By clicking “Sign up for GitHub”, you agree to our terms of service and privacy statement. We’ll occasionally send you account related emails.
Already on GitHub? Sign in to your account
SRV responses with absolute domain names are treated as relative domain names in v3.5.3 #13948
Comments
This bug exists in master, and was backported to 3.5.3 (and apparently copies a similar bug that already existed on the server-side - Line 72 in e814f6f
|
/cc @ahrtr @spzala @serathius |
Thanks @liggitt for raising this issue, but it isn't correct to me. Firstly, the addrs isn't the cname, instead it's a slice of SRV records. The cname in this case is one of the following two values,
Secondly, no matter whether there is a dot at the end of Let's work with your example. removing the trailing dot at the end of each target, and adding the port 2379,
Afterwards, run command below,
The response is,
Thirdly, removing the trailing dot is correct, because users might also need the second DNS lookup. Fourthly, are you using " |
Sorry to disagree, but this is a bug. Using local dns search paths to resolve an absolute domain name returned in a SRV record is not correct. All the queries in the |
that's because SRV responses return |
@ahrtr please re-add the |
I'm not a DNS expert, but in my option:
If the CNAMEs are explicitly excluded, I doubt the intention of standard author was 'allowing second DNS lookup' for local resolution. |
I agree with you if this statement is always true. |
I'm not sure what you mean by that, but if a hostname is returned in the SRV record instead of an IP (which is valid to do), a DNS lookup is required to resolve that hostname to a usable IP. The point of disagreement is whether local DNS search paths should be used in that DNS lookup. When resolving an absolute hostname returned in the SRV record, local search paths should definitely not be used. |
Ah, I think I confused the issue by calling the What I should have called them were "absolute domain names", meaning they explicitly should not have search suffixes appended. from rfc1035:
We should not be stripping a trailing dot from the domain name, turning an absolute domain name into a relative domain name. I edited the title/description/comments to clarify the issue is in the treatment of absolute domain names returned in SRV records. |
Whether it is always true or not, if a particular SRV response includes a dot suffix, that indicates that hostname is absolute, so we have to keep the dot suffix to do the DNS resolution of that hostname correctly. |
Technically speaking, I agree with you. But it's a little counterintuitive. Just as I raised previously, usually we access a service using URL something like Usually we define an entry something below into /etc/hosts, so it doesn't matter whether we trim the trailing dot or not in this case from technical perspective. But from users' perspective, a URL without the trailing dot makes more sense? I guess this is the reason why previously the trailing dot is trimmed?

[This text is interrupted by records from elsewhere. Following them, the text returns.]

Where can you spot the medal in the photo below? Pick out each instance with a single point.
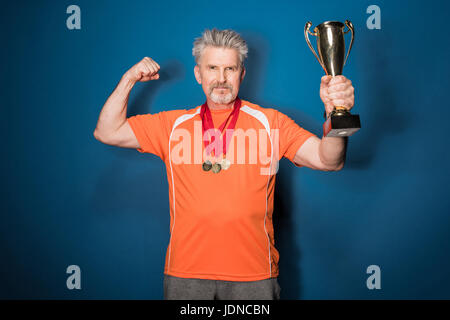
(207, 123)
(216, 167)
(207, 165)
(225, 164)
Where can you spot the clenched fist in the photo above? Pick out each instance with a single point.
(145, 70)
(336, 91)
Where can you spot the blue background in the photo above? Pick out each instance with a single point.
(68, 199)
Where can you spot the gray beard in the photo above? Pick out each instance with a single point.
(221, 99)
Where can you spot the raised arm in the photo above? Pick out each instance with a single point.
(328, 153)
(112, 126)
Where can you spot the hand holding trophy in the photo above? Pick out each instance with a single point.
(331, 49)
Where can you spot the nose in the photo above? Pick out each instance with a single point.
(221, 76)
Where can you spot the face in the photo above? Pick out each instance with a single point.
(220, 74)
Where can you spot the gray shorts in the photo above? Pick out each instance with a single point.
(176, 288)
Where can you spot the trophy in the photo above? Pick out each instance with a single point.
(331, 48)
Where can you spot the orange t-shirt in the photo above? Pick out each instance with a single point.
(221, 223)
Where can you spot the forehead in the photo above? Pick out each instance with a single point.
(219, 56)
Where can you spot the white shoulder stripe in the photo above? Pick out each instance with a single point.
(261, 117)
(178, 121)
(258, 115)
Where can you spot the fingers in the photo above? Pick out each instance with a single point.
(148, 69)
(336, 91)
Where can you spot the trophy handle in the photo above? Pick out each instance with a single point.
(307, 26)
(350, 28)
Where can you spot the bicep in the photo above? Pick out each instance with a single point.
(308, 154)
(124, 137)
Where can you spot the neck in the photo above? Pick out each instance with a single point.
(218, 106)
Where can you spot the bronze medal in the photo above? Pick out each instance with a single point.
(225, 164)
(216, 167)
(207, 165)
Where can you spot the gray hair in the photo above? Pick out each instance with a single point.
(222, 39)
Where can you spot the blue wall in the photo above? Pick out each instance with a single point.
(68, 199)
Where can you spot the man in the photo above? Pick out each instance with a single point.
(221, 195)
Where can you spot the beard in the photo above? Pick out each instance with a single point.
(221, 98)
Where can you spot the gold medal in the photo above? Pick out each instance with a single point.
(207, 165)
(216, 167)
(225, 164)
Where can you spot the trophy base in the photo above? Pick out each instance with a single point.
(341, 125)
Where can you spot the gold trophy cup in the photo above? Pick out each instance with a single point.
(331, 49)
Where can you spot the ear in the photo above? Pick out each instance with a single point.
(197, 74)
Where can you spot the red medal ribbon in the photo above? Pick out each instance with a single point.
(207, 123)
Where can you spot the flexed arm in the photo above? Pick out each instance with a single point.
(112, 126)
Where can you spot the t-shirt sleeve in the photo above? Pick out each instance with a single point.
(291, 137)
(151, 132)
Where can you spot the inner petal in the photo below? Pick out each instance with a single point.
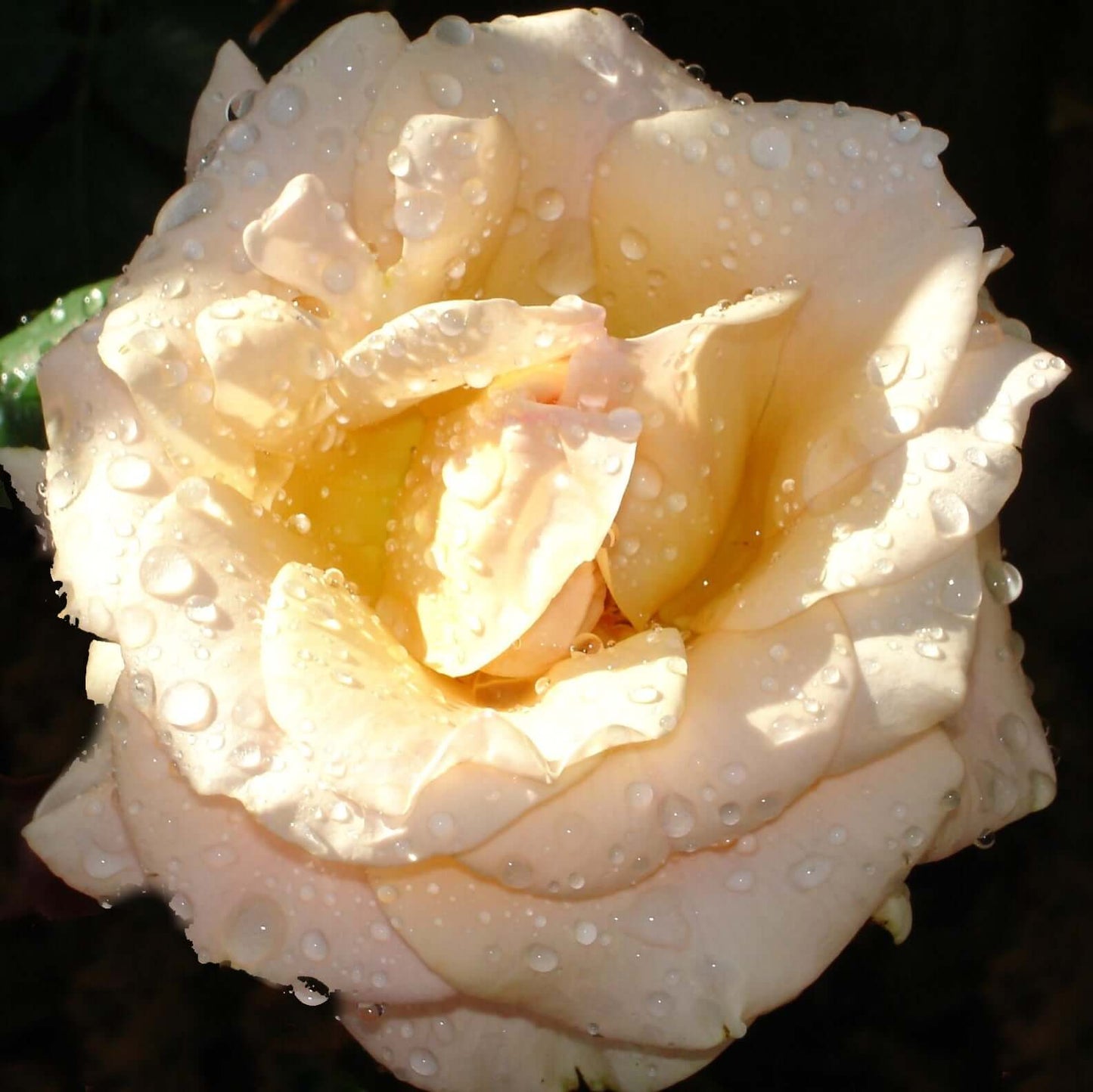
(505, 500)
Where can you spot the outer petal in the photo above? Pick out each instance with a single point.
(563, 80)
(997, 733)
(764, 715)
(196, 255)
(233, 78)
(467, 1047)
(713, 938)
(245, 896)
(371, 727)
(913, 644)
(104, 473)
(78, 829)
(911, 506)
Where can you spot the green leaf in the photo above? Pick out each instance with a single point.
(21, 424)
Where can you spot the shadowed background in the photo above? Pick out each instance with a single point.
(995, 986)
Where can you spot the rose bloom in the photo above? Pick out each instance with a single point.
(540, 522)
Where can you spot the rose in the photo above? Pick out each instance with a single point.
(862, 429)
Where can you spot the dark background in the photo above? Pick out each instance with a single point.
(995, 986)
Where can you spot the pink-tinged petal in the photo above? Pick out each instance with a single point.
(26, 467)
(439, 348)
(105, 473)
(713, 939)
(1008, 765)
(764, 714)
(700, 387)
(370, 728)
(911, 507)
(504, 500)
(233, 76)
(78, 829)
(248, 898)
(913, 643)
(196, 255)
(466, 1047)
(561, 80)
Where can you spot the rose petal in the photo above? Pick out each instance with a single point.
(104, 473)
(504, 500)
(196, 257)
(79, 833)
(913, 644)
(248, 898)
(940, 490)
(599, 76)
(466, 1047)
(714, 938)
(390, 726)
(233, 76)
(439, 348)
(764, 715)
(26, 467)
(1009, 771)
(700, 386)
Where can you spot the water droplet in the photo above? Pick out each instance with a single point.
(253, 932)
(285, 104)
(452, 31)
(129, 473)
(419, 216)
(549, 205)
(811, 873)
(167, 573)
(1004, 581)
(444, 88)
(950, 513)
(771, 147)
(904, 127)
(677, 817)
(312, 946)
(633, 245)
(189, 706)
(540, 957)
(585, 932)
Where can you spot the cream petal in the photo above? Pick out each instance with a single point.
(78, 830)
(710, 942)
(573, 611)
(26, 467)
(370, 727)
(196, 257)
(464, 1047)
(248, 898)
(599, 76)
(269, 363)
(455, 188)
(700, 387)
(764, 715)
(189, 625)
(504, 500)
(104, 473)
(305, 240)
(105, 662)
(437, 348)
(927, 498)
(1009, 770)
(233, 78)
(913, 643)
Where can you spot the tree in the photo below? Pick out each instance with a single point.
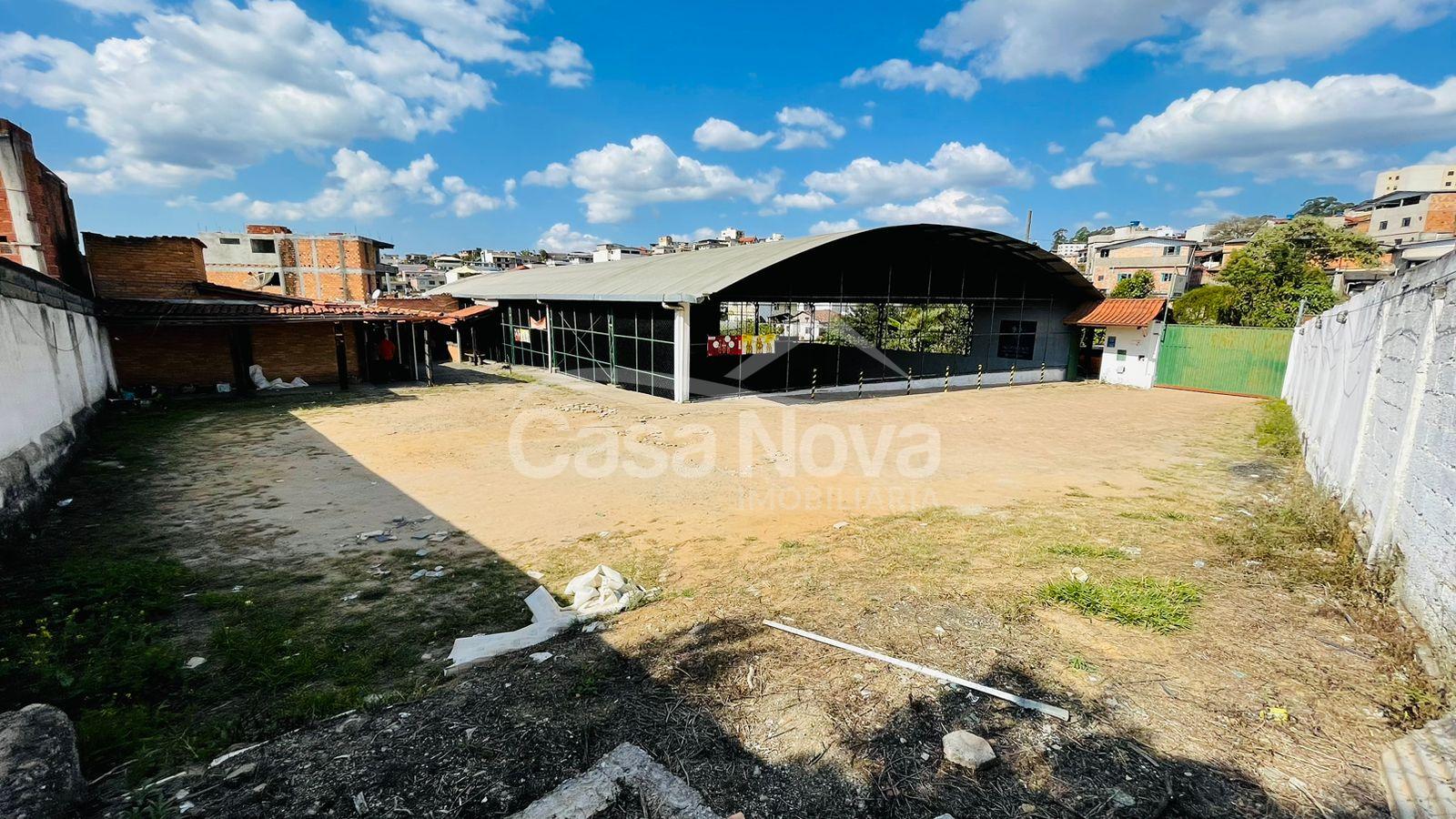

Thanks for raising this interesting discussion, which I am totally open to. |
I agree with you. By "local resolution" I mean taking in consideration local I approved the PR for rollback in 3.5.3, and I think we should release 3.5.4. @liggitt: Has this problem manifested practically (e.g. broken k8s tests) or you cached it by reading the changelog ? |
I just caught it reviewing the code changes. Kubernetes doesn't inherently use the SRV lookup approach, but particular installations certainly could, and the fact that kubernetes sets ndots:5 inside containers could make anyone using SRV lookup inside a kubernetes container more susceptible to this issue. |
It took me a couple of hours to read through the source code of net.LookupSRV, it seems that the returned srv.Target always has a trailing dot, no matter whether is a absolute name or not, please see message.go;l=2021 and message.go;l=2046. Based on this point and my previous comment issuecomment-1100756920, so we should still trim the trailing dot? Or does it mean that the nameserver (to which the golang lib send request, see dnsclient_unix.go#L257 ) will always return the absolute domain name? |
I am not a DNS expert either. If there is a trailing dot, then But from another perspective, the the SRV.Target what the In summary, there are two DNS Lookups. The first time is to translate one of the following two targets
into a slice of etcd endpoints something like below,
The second time is to translate If the returned SRV.Target returned by DNS Server always has a trailing dot, even for the domain which isn't an absolute value, then I think we should trim the trailing dot. Otherwise, golang will not try to append any search suffix. |
We should not.
My understanding is that targets returned in SRV records should always be absolute. It doesn't make sense that a DNS server would return relative names that would be resolved using search paths local to the client which could be inconsistent. |
It seems that the DNS server just returns what it's configured/told, so we might really need to trim the trailing dot. Please see my experiment (based on yours) below, Step 1: start the dnsmasq. Note that the target for
Step 2: run etcdctl in etcd 3.5.2.
The output is,
The response of dnsmasq is as below. Obviously it only tried to resolve etcd1, and did not append any search suffix.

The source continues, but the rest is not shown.